T'essaye de lui dire que t'es pas une menace, sûrement d'une façon peu subtile, mais ce n'est pas ce que tu veux, ce n'est pas pour ça que tu es là. Oh, bien sûr, tu es toujours amoureux de Danaé, on efface pas huit ans d'amour d'un revers de main, mais tu étais surtout son ami. Et encore et toujours, tu tenais à te comporter comme tel.
Il la prend dans ses bras.
* Ceylan... Elle hésite, et finalement elle vient le serrer contre elle, une étreinte qui veut peut-être dire mille choses à la fois. Mais surtout elle laisse la peau de Ceylan toucher la sienne, et quand il sursaute et essaie de s'éloigner, elle le tient contre elle - de force, même si elle n'aime pas ça. Tu ne peux pas me faire de mal. En fait, tout ceux à qui nous sommes liés... on ne peut pas se faire de mal entre nous. Ca va aller. Tu peux retirer ces gants...
─ Danaé...
Tu fermes les yeux quelques instants, tu sens qu'après ça, quand tu vas sortir de chez elle, tu vas tracer jusqu'à chez toi et enfin dormir, enfin dormir à poings fermés et cette nuit là, une nuit de vrai sommeil, tu ne l'as pas eu depuis si longtemps.
─ Dusk.
Malgré toi, c'est tout de même une pensée qui traverse ton esprit. Oh, tu ne voulais pas penser à lui dans ce genre de circonstances, honnêtement, sauf que voilà, tu ne peux pas t'en empêcher. Serait-il possible que vous soyiez liés aussi ? Ce qui expliquerait pourquoi malgré des contacts répétés, tu n'avais rien effacé chez lui. Ou alors il n'y avait pas tant à effacer que tu ne l'aurais imaginé. Tu soupires profondément et repose les yeux pour regarder la jeune femme un long moment, plongeant tes yeux dans les siens, pour t'y noyer.

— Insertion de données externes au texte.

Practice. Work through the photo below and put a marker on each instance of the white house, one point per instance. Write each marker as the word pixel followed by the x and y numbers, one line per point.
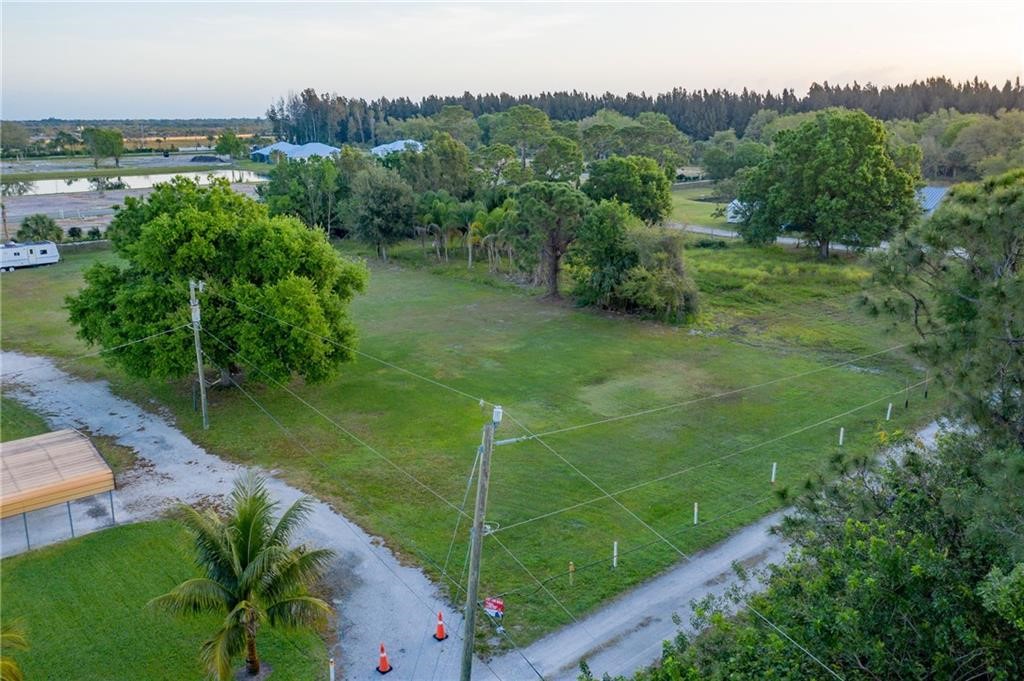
pixel 14 255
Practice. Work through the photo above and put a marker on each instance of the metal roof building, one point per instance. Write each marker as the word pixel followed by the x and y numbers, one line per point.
pixel 294 152
pixel 50 469
pixel 396 145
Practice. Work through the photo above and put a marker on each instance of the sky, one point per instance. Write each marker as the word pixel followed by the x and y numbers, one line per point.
pixel 196 59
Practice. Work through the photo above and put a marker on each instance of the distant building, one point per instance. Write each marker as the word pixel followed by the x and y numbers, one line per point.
pixel 930 198
pixel 293 152
pixel 396 145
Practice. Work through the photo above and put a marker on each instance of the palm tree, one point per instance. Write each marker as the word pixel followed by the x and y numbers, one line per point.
pixel 252 573
pixel 12 637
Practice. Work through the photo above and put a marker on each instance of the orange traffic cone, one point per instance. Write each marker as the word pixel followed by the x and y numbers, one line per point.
pixel 440 634
pixel 384 666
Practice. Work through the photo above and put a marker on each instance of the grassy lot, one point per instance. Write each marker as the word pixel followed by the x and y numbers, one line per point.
pixel 83 603
pixel 690 207
pixel 767 313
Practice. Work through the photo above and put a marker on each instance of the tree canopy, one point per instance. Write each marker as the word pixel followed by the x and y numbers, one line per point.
pixel 256 267
pixel 835 178
pixel 634 180
pixel 549 215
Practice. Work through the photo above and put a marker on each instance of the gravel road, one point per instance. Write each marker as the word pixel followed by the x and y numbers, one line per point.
pixel 378 598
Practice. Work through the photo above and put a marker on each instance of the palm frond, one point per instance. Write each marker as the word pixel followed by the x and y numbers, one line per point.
pixel 192 596
pixel 9 671
pixel 290 520
pixel 218 652
pixel 298 611
pixel 213 549
pixel 295 575
pixel 251 517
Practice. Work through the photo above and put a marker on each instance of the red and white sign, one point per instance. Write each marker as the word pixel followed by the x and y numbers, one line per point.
pixel 494 606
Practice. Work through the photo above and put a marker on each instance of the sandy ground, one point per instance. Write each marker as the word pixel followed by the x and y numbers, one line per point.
pixel 82 204
pixel 378 599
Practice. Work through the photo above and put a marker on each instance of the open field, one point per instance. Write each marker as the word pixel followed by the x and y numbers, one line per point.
pixel 688 208
pixel 84 605
pixel 767 314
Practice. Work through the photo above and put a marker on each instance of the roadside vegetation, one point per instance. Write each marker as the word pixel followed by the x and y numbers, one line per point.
pixel 83 606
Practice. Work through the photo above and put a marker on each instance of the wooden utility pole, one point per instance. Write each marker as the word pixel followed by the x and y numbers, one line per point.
pixel 194 303
pixel 477 545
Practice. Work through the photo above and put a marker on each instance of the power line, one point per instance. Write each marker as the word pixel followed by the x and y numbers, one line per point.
pixel 664 539
pixel 688 469
pixel 346 522
pixel 694 400
pixel 50 364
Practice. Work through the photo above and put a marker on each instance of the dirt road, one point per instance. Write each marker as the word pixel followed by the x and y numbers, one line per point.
pixel 378 598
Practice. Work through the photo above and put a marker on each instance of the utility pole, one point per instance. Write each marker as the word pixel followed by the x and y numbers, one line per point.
pixel 194 303
pixel 477 544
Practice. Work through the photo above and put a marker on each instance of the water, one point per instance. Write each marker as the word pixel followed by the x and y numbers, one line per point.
pixel 44 186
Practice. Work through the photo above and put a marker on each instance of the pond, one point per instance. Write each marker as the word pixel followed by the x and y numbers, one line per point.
pixel 124 182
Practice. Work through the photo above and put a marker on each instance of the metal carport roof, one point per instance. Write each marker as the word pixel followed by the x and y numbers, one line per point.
pixel 50 469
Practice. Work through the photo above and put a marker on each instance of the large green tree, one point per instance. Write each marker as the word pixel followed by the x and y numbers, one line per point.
pixel 549 217
pixel 103 143
pixel 230 144
pixel 558 160
pixel 835 178
pixel 384 208
pixel 522 127
pixel 257 268
pixel 635 180
pixel 252 575
pixel 958 278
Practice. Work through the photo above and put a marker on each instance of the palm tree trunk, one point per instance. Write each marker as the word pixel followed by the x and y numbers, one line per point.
pixel 252 657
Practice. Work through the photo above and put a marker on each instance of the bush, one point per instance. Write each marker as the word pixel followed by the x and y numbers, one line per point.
pixel 40 227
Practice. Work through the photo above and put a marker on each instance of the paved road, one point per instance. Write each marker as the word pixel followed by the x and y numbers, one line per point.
pixel 379 598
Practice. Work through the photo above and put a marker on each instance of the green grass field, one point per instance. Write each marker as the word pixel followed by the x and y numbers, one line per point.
pixel 689 207
pixel 767 313
pixel 83 603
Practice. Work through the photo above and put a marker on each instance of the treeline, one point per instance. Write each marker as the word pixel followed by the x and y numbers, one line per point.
pixel 333 119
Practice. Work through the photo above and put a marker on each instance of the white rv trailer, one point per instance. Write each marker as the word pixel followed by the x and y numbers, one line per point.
pixel 14 255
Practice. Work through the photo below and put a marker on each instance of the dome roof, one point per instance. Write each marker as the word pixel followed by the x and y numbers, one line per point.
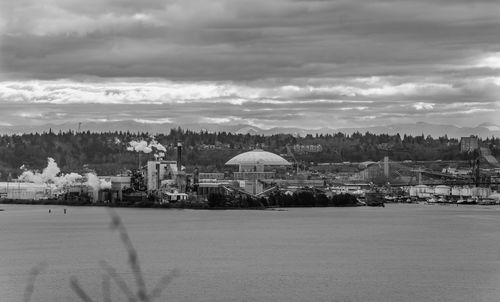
pixel 258 157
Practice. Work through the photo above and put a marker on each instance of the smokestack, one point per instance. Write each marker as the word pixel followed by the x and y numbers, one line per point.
pixel 386 166
pixel 179 156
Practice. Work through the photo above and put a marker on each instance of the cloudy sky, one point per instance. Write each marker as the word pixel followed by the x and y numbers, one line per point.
pixel 265 63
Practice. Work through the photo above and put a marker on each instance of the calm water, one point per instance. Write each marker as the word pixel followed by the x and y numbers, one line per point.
pixel 397 253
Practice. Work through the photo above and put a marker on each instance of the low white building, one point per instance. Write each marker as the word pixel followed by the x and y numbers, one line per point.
pixel 26 190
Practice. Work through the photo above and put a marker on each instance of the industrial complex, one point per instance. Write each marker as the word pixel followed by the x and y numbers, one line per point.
pixel 256 174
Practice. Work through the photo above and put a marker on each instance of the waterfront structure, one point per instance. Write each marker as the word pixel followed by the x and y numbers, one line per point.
pixel 161 172
pixel 469 144
pixel 26 190
pixel 252 173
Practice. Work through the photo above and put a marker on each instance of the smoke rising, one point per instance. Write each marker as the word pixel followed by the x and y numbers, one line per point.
pixel 145 147
pixel 51 175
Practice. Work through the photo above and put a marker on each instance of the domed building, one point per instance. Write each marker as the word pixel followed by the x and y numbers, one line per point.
pixel 251 173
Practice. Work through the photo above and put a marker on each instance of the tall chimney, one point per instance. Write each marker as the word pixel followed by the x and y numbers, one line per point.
pixel 179 156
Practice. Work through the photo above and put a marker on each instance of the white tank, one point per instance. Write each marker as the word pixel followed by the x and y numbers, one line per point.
pixel 442 190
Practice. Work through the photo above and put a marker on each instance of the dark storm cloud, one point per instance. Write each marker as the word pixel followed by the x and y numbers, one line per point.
pixel 267 63
pixel 227 40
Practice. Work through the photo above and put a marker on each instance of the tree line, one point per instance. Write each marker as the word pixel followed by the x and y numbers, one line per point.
pixel 106 153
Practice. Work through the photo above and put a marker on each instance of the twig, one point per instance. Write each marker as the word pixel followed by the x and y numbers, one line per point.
pixel 117 224
pixel 30 285
pixel 79 290
pixel 162 284
pixel 106 293
pixel 118 280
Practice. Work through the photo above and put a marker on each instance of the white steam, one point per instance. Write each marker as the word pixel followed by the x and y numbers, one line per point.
pixel 145 147
pixel 52 175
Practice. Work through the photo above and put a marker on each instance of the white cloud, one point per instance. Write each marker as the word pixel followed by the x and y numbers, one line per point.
pixel 423 106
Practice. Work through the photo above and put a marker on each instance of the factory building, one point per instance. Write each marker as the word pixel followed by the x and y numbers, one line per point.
pixel 469 144
pixel 252 173
pixel 161 173
pixel 26 190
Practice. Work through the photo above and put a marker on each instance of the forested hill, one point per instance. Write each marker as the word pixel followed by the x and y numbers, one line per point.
pixel 106 153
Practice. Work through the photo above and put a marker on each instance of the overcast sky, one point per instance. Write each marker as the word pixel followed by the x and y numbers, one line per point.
pixel 265 63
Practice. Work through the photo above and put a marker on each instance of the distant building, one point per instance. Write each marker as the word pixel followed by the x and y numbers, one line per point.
pixel 469 144
pixel 251 174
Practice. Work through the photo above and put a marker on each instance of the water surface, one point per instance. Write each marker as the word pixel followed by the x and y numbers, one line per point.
pixel 397 253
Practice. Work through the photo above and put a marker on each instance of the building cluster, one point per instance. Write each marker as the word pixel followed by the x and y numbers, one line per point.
pixel 301 149
pixel 255 174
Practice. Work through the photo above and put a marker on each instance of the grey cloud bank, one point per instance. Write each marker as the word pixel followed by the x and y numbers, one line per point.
pixel 265 63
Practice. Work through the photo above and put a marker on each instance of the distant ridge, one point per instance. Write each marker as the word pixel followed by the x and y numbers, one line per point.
pixel 435 130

─ J'ai une soeur. Elle m'a retrouvée je ne sais comment, et je lui ai effacé la mémoire.
Tu parles si vite que les mots s'entrechoquent. Tu penses aussi au mec tué dans le casino - un de plus - et à tout ce qui s'est passé ces derniers temps. Tu n'oses pas lui demander pour Fray, encore que tu aimerais savoir. Mais tu veux juste... Poser tes mains sur ses joues, là, comme ça, et la détailler aussi longtemps que tu le pourras.
─ Comment est-ce que tu te sens ? Tu es bien entourée ? Tu n'es jamais trop seule, j'espère ? Tu peux venir au Casino n'importe quand. Tu peux m'appeler quand tu veux.
Sauf que soudain, dans son charabia, Ceylan mentionne un prénom qu'elle ne connaît que trop bien. La jeune femme s'arrête, yeux écarquillés.
* Attends une minute, tu connais Dusk ? Oh mon dieu, Ceylan, ta sœur, je suis désolée... mais, Dusk ? Elle secoue la tête, confuse. Attend, tu... tu sais qui est Dusk ? Vous vous connaissez ? C'était... Alcyone avait des sentiments pour lui. Et, euh. Je suis entourée. J'ai un fiancé.
Sur ce côté-là, ils n'ont pas changé. Incapables de discuter normalement sans communiquer deux milles informations à la minute.
─ Oui, il était plus ou moins là à l'hôpital quand ma mère est morte.
Danaé sait que le sujet n'a rien de sensible, elle sait à quel point tu ne ressentais rien pour ta mère, encore plus dans ses derniers instants, alors qu'elle regrettait clairement d'avoir un enfance qui ne lui ressemblait en rien. Tu échappes un faible soupir tout à fait gêné alors qu'elle t'explique que Dusk ... Et Alcyone ... ? L'étoile ? Qui est ... Morte ? Oh bon sang. Voilà qui explique en partie pourquoi le rouquin est juste complétement taré, donc. Super, merveilleux.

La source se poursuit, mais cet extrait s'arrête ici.